Open problems in RL

Challenges with core algorithms:

Stability: does your algorithm converge?

Efficiency: how long does it take to converge? (how many samples)

Generalization: after it converges, does it generalize?

Challenges with assumptions:

Is this even the right problem formulation?

What is the source of supervision?

Stability

Devising stable RL algorithms is very hard

Q-learning/value function estimation
- Fitted Q/fitted value methods with deep network function
  - estimators are typically not contractions, hence no guarantee of convergence
- Lots of parameters for stability:
  - target network delay, replay buffer size, clipping, sensitivity to learning rates, etc.

Policy gradient/likelihood ratio/REINFORCE
- Very high variance gradient estimator
- Lots of samples, complex baselines, etc.
- Parameters: batch size, learning rate, design of baseline

Model-based RL algorithms
- Model class and fitting method
- Optimizing policy w.r.t. model non-trivial due to backpropagation through time
- More subtle issue: policy tends to exploit the model

Sample Efficiency

Need to wait for a long time for your homework to finish running

Real-world learning becomes difficult or impractical

Precludes the use of expensive, high-fidelity simulators

Limits applicability to real-world problems

Scaling up deep RL & Generalization

Supervised Learning (with Imagenet)

Large-scale

Emphasizes diversity

Evaluated on generalization

RL:

Small-scale

Emphasizes mastery

Evaluated on performance

Supervision

Where do supervision come from?

For atari games, it is natural for supervision (reward) to come from the game score

But there are other form of supervisions other than rewards that we can potentially incorporate
- Demonstrations
  - Muelling, K et al. (2013).

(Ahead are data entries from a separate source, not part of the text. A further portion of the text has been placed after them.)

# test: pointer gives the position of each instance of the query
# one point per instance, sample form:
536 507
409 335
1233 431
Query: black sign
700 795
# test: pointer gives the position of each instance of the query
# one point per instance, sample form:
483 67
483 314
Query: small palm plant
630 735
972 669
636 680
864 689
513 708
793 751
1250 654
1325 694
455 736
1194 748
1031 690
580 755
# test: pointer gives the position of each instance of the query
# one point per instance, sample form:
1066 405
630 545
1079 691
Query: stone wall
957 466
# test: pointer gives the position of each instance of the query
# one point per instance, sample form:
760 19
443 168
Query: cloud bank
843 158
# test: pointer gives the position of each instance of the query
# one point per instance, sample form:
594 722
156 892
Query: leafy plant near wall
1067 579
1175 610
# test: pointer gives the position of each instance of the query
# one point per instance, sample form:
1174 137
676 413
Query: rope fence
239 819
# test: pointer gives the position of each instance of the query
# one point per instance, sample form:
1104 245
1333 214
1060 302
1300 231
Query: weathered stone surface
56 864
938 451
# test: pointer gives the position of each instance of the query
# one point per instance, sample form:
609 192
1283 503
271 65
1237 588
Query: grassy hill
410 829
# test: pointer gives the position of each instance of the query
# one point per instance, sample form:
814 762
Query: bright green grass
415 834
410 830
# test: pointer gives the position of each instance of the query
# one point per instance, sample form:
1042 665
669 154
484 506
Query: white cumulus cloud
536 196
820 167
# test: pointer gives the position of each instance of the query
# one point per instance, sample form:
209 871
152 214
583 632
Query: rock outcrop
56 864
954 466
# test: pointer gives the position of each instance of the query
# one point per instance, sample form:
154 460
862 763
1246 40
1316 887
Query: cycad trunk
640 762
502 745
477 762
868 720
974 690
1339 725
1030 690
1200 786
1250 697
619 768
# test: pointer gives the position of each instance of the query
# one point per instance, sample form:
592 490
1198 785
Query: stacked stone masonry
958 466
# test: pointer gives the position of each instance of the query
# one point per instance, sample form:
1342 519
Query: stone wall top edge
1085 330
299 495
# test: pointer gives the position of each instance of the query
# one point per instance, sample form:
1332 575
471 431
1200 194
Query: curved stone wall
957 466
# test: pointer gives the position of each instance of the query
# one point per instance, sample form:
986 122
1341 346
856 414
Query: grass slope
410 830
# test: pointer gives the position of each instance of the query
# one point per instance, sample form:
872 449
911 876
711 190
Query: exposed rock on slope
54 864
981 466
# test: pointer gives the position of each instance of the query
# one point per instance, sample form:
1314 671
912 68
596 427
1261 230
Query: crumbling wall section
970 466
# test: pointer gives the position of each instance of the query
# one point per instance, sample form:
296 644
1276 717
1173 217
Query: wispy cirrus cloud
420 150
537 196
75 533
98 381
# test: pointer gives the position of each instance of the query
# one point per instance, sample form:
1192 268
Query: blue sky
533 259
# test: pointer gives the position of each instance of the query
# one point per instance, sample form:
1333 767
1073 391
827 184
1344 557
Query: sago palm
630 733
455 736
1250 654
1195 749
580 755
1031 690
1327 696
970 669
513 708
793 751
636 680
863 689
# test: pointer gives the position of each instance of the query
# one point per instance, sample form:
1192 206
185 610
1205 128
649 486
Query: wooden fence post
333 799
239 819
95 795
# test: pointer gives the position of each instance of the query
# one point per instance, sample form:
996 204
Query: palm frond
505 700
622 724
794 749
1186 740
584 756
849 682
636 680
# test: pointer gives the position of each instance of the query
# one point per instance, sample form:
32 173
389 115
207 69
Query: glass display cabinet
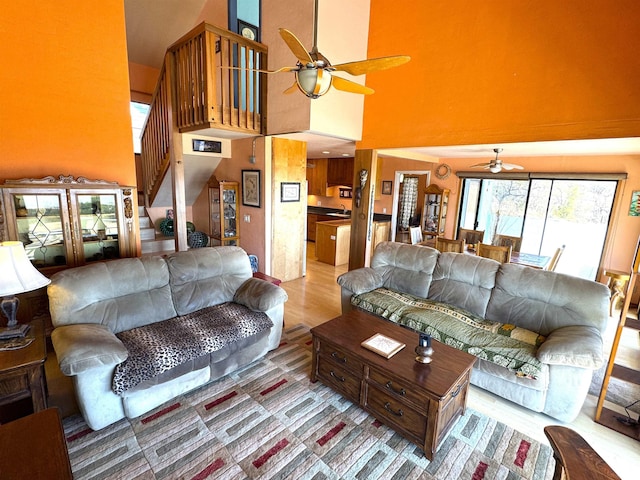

Learning to Select and Generalize Striking Movements in Robot Table Tennis
- Language
  - Andreas et al. (2018). Learning with latent language
- Human preferences
  - Christiano et al. (2017). Deep reinforcement learning from human preferences

Rethinking the problem formulation

How should we define a control problem?
- What is the data?
- What is the goal?
- What is the supervision?
  - may not be the same as the goal...

Think about the assumptions that fit your problem setting!

Don’t assume the basic RL problem is set in stone

Some perspectives

RL as an Engineering Tool
- “Anything you can simulate you can control”
  - Before: characterize, simulate, control
  - Now: characterize, simulate, run RL
- Powerful inversion engine ⇒ but still needs to simulate!

RL as the Real World
- How do we engineer a system that can deal with the unexpected?
  - Minimal external supervision about what to do
  - Unexpected situations that require adaptation
  - Must discover solutions autonomously
- Humans extremely good at this, current AI systems are extremely bad at this
- RL in theory can do this, and nothing else can
  - But we rarely study this kind of setting in RL research
  - “easy universe”
    - Success = high reward
    - close world, rules unknown
    - lots of simulation
    - “Can RL algorithms optimize really well?”
  - “hard universe”
    - success = survival (good enough control)
    - open world, everything must come from data
    - no simulation (rules unknown)
    - “Can RL generalize and adapt?”
- Some questions that come up
  - How do we tell RL algorithms what we want them to do?
  - How can we learn fully autonomously in continual environments?
  - How to remain robust as the world changes around us?
  - What is the right way to generalize using experience & prior data?
  - What’s the right way to bootstrap exploration with prior experience?
  - Can we run fully autonomously?

RL as “Universal” Learning
- "We need machine learning for one reason and one reason only – that’s to produce adaptable and complex decisions.”
- Can we learn from offline data without well-defined tasks?
  - Inspired by large language models learning from internet texts
  - self-supervised learning
  - Chebotar, Hausman, Lu, Xiao, Kalashnikov, Varley, Irpan, Eysenbach, Julian, Finn, Levine. Actionable Models: Unsupervised Offline Reinforcement Learning of Robotic Skills. 2021.